Em relação a isto, a situação com o Brasil é
particularmente interessante. Apesar de o governo brasileira apoiar plenamente
a tentativa de golpe dos EUA, a maior parte dos militares brasileiros estava
inconfortável com isto. Meus contactos no Brasil previram correctamente
que os militares brasileiros se recusariam a atacar a Venezuela e, finalmente,
os brasileiros emitiram mesmo
uma declaração nesse sentido
.
Infelizmente, ainda há na América Latina muitos regimes fantoches
dos EUA para fazerem sem pensar tudo o que o Tio Shmuel quer que façam
(a Colômbia seria o pior, naturalmente, mas há outros). Mas esse
não é o problema principal.
O problema principal é que os Neocons não podem aceitar a derrota
e que eles provavelmente farão o que sempre fazem, dobrar a aposta e
tornarem uma situação má numa ainda pior. O
responsável russo do Conselho de Segurança,
Nikolai Patrushev, advertiu
que os EUA posicionaram forças especiais na Colômbia e em Porto
Rico como preparação para uma possível invasão. De
modo não característico, o Ministério dos Negócios
Estrangeiros russo tornou pública informação de
inteligência, a qual descrevia com algum pormenor que espécie de
planos tinham o Império e seus aliados, mesmo antes da
confrontação do último fim-de-semana. Veja por si mesmo:
De facto, os líderes do Império e seus fantoches não
estão a guardar quaisquer segredos acerca da sua
determinação de derrubar o governo constitucional e
substituí-lo com a espécie de regime
comprador
que os EUA já impuseram na Colômbia. Abrams e Pence têm
sido particularmente histéricos nas suas ameaças, mas todo o
"Grupo de Lima" ainda está nisso:
Quanto ao embaixador russo na ONU, ele foi muito claro sobre o que a
Rússia espera que aconteça a seguir:
Os neocons não se contentam apenas em ameaçar a Venezuela. John
Bolton não pôde conter-se e
ameaçou publicamente a Nicarágua
como o próximo na fila para uma mudança de regime patrocinada
pelos EUA. Ele falou mesmo numa "
Troika da Tirania
" que lembra o famoso "
Eixo do Mal
".
Isso tudo é dificilmente surpreendente: os políticos dos EUA
recorrem sempre ao tipo de linguagem infantil da banda desenhada quando querem
dar às suas ameaças uma seriedade especial. A seguir, diremos que
Maduro é um "Novo Hitler" e que ele está a fazer
"o genocídio do seu próprio povo", possivelmente com
armas químicas ("altamente prováveis", sem
dúvida!). Se não for esse o caso, Maduro estará a
distribuir Viagra às suas forças
para ajudá-las a violar mais mulheres
. Para aqueles intrigados pelo facto de que políticos presumivelmente
adultos utilizarem esta espécie de linguagem encontrável na
escola primária, só posso dizer que isso apenas reflecte o estado
do discurso político nos EUA, o qual tem sido estupidificado até
um nível incrivelmente baixo. Atenção, contudo, porque
apesar de os políticos dos EUA serem cómicos no seu analfabetismo
infantil, ignorante e, embora tenham um histórico quase perfeito de
falhas embaraçosas, as últimas décadas também
mostraram que são bastante capazes de fúria assassina (só
no Iraque a invasão dos EUA resultou em mais de um milhão de
civis iraquianos mortos) ou de destruir até mesmo um país muito
próspero (que sem dúvida era a Líbia sob Muammar Gaddafi).

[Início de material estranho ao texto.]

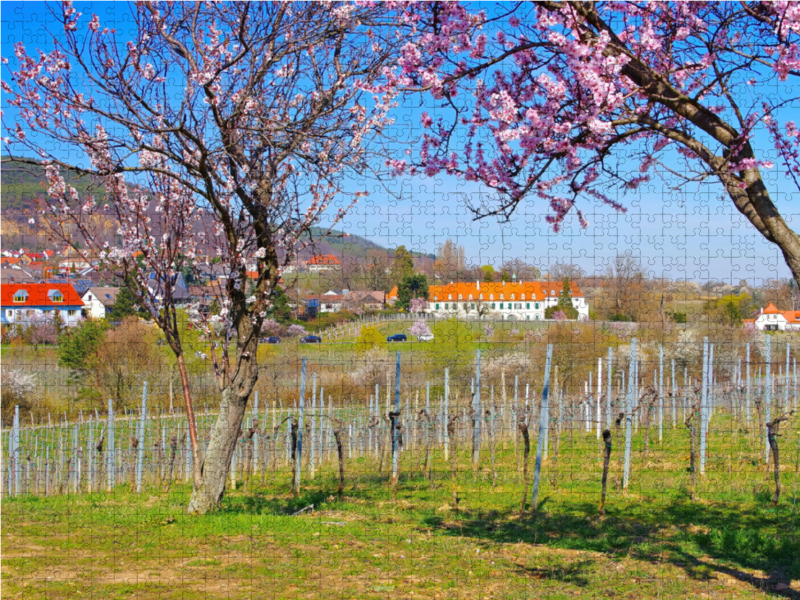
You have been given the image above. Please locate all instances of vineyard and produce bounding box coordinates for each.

A seguir, o Império provavelmente revidará
Há uma pequena possibilidade de que Abrams & Co. concluam que a
situação na Venezuela é uma confusão total e que o
Império não pode aproveitar-se disso no curto e médio
prazo. Isto é possível, sim, mas é também altamente
improvável.
A verdade é que o Sr. MAGA
[1]
e seus fantoches-mestres Neocon fracassaram, pelo menos até agora, em
absolutamente tudo o que tentaram. E se enfrentar a China, a Rússia, o
Irão ou mesmo a Síria não é tarefa fácil, a
Venezuela é de longe o país mais frágil daqueles que
poderiam ser chamados como "países de resistência": a
Venezuela está longe de seus aliados (excepto Cuba), cercada por
países mais ou menos hostis (especialmente a Colômbia), sua
economia é debilitada pelas sanções e sabotagem dos EUA e
suas forças armadas são pequenas diante do imenso poder de fogo
que o Império tem disponível na região. Acrescente-se a
isso a mentalidade verdadeiramente demoníaca de neoconservadores como
Abrams e o futuro da Venezuela parece negro.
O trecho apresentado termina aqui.